Too many people worry that having something to do after work will tire them out, or resist taking the time a hobby demands because they're tired after work. But the funny thing about having hobbies you truly enjoy is, the more you engage in them, the more energy they give you.
It helps to live around interesting people. Austin refers to living around interesting people, but this could really refer to the people you surround yourself with. Surround yourself with interesting people. This is going to mean actively cultivating relationships with people that you don't incidentally run into (like neighbors or co-workers). Make no mistake, making friends after school (be it high school or college) is difficult. Personalities solidify as we age, people become set in their ways, and it takes work to find those people who "get" you. But the payoff is absolutely worth it.
According to Austin, "you have to find a place that feeds you- creatively, socially, spiritually, and literally." And when you find those people who can give you perspective that reaches beyond the mindset you use at work each day, you become stronger and more fulfilled. Speaking for myself, the best parts of my days, evenings, and weekends are when I get to spend time with people who don't do what I do. Their fresh perspectives remind me of a world outside myself, and their take on challenges I'm be facing provides insight that I may not always see from my entrenched stead in the "muck" of the issue.
Don't [write] what you know, [write] what you like. In addition to my day job and my work on this blog, I'm also a blogger and writer in my own right. Very little of my writing comes from things that I've developed expertise in or was educated to do. Rather, I write about things I enjoy. Things that make me laugh. Things that my friends show me. Things that provide an outlet to the work I do during normal work hours. As you move into sharing your opinions in the office, and taking on new projects or initiatives, it can be helpful to approach these projects using the strategies that you learned in school. But, within reason, you can also choose to attack them in a manner that best works for you, a way that feels good. Of course, I would never advocate for skirting procedures set forth by your company- creativity isn't always appreciated in fields like medicine, accounting, or engineering. However, the rigidity of such fields is all the more reason to let your personal interests and abilities shine in those rare moments where it is deemed appropriate.

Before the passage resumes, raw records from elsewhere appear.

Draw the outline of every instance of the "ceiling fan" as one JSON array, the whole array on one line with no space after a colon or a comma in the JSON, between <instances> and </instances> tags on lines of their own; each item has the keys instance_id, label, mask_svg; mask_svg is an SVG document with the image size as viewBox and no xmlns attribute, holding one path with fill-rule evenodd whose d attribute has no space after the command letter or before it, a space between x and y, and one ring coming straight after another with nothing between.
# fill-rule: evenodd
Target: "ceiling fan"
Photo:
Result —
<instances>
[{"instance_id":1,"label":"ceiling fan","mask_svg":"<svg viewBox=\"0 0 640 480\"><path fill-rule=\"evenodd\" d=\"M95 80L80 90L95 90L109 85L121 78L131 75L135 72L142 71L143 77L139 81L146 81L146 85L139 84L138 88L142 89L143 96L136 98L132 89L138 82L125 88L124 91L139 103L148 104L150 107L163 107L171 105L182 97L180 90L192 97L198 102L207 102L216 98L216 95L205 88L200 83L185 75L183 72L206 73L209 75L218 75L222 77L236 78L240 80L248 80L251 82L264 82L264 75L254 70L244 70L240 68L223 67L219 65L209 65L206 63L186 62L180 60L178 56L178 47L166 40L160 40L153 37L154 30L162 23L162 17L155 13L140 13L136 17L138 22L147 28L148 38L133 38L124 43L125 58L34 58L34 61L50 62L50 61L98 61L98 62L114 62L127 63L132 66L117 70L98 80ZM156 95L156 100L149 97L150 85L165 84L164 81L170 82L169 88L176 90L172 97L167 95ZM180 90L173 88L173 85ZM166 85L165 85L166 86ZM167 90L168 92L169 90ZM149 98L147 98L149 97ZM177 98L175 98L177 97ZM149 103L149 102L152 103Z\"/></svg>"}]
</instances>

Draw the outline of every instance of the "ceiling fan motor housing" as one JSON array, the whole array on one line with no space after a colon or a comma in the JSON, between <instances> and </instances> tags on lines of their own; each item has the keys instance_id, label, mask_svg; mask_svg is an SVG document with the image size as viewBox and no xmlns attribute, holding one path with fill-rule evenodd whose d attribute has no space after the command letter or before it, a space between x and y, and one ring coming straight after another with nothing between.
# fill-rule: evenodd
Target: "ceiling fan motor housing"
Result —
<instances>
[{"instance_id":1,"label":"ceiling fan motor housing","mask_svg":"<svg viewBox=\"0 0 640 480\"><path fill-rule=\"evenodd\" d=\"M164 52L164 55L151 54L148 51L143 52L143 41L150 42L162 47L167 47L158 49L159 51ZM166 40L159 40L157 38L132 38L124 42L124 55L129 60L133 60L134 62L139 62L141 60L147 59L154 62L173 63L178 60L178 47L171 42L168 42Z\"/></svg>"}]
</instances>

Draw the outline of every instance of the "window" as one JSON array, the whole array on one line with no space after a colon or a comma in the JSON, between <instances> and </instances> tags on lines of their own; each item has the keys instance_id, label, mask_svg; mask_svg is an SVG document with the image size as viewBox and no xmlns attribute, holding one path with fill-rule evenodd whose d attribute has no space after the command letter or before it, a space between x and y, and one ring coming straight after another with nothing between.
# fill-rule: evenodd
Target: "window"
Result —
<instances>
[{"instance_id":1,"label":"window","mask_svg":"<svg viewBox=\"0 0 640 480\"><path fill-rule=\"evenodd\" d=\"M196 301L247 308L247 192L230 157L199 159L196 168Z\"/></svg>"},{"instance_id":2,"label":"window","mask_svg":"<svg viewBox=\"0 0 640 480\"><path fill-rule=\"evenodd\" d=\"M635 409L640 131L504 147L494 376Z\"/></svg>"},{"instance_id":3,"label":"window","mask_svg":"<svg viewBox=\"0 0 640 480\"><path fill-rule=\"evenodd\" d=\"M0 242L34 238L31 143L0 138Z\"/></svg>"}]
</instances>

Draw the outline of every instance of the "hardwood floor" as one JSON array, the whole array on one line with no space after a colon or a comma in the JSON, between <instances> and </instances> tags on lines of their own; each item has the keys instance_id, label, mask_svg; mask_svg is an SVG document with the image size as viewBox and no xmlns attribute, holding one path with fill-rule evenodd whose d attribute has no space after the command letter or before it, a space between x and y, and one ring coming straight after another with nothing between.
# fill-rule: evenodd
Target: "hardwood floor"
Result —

"Don't worry about unity from piece to piece- what unifies all of your work is the fact that you make it." This could be my favorite line of the whole book. Tradition, education, and social norms dictate that we choose one path- when you finish school, you'll be a writer. Or a doctor. Or a teacher. But Austin says that not only can we be several things at once, but we shouldn't worry about what others think of that. Jeff Haden of Inc. echoes this sentiment in his piece "Why We Should All Be an 'And'":
To most people, “specialization” indicates accomplishment and success. The opposite is true. You, me we’re too good to specialize. None of us is one “thing.” All of us possess a variety of skills – including skills we aren't using. And no matter how successful we are in one pursuit, we all have other skills we would enjoy developing and using. Regardless of how fulfilling a current business or job may be, we all have other things we would enjoy doing too… especially if we got paid to do them.
To refer back to the TSM article I linked to at the beginning of this piece, this idea of specialization was what bothered me most. In the mind of the young woman who wrote that piece, being able to enjoy life, be responsible, AND be a professional were mutually exclusive. You could be one OR the other, and being the latter meant that the former simply had to disappear. Being an "and," as Jeff puts it, keeps us vital. It prevents us from getting bored. And it allows our many pursuits to inform one another, making us stronger workers, friends, and people. Being an "and" is the best way to steal from yourself- do what you love, however many things that may be, and let it make you strong in all that you do.